Research scientists and physicians – including scientific thought leaders from university centers, pharmaceutical and biotechnology industries, the National Institutes of Health, U.S. Food and Drug Administration, and other government agencies – addressed two important gaps impeding approval of new treatments for the autoimmune disease lupus during the Lupus Foundation of America’s (LFA) 2nd International Flare Conference June 5 and 6 in suburban Washington, DC. These experts discussed modifications to tools used to monitor disease progression and how lupus patients respond to treatment. They also worked to develop a consensus definition of a lupus flare, which is an increase in disease activity.
It has been difficult to define a lupus flare because the disease manifests itself in diverse ways in different people, affects multiple organ systems, and can increase and decrease in severity from one day to another.

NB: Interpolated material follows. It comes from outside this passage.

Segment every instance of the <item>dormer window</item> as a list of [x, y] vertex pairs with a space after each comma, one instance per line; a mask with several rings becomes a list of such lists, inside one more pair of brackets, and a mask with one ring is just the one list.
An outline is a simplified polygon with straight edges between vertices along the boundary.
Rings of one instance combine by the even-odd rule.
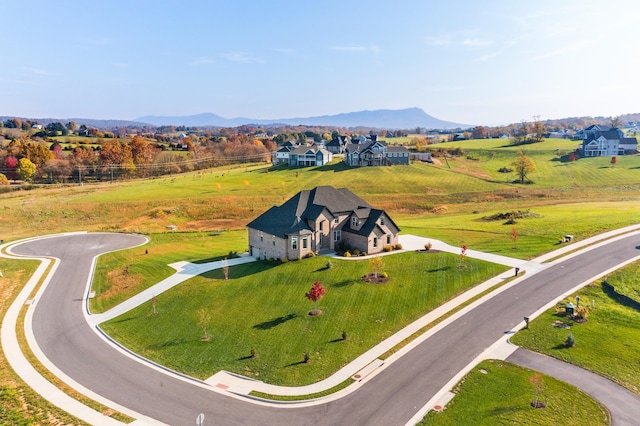
[[380, 216], [380, 225], [384, 226], [384, 216]]
[[357, 217], [352, 217], [351, 218], [351, 226], [353, 226], [354, 228], [358, 226], [358, 218]]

Accurately and consistently measuring a flare is crucial to monitoring progression of the disease in patients and to evaluating the effectiveness of treatment over time.
“This effort is part of the LFA’s strategy aimed at bringing down barriers that have obstructed progress on research and to advance the science of lupus,” said Sandra Raymond, LFA President & CEO. “The fact that no new drug therapies have been approved for lupus in more than four decades underscores the need to address issues and answer questions that have impeded the successful outcome of clinical trials of new, safe and effective therapies for the disease.”
Without new approved drugs specifically for lupus, physicians must rely on therapies borrowed from other diseases. Many are highly toxic, causing side effects that can be worse than the primary disease. The LFA is working to bridge gaps in lupus research to stimulate additional public and private investment in the development and approval of new lupus treatments.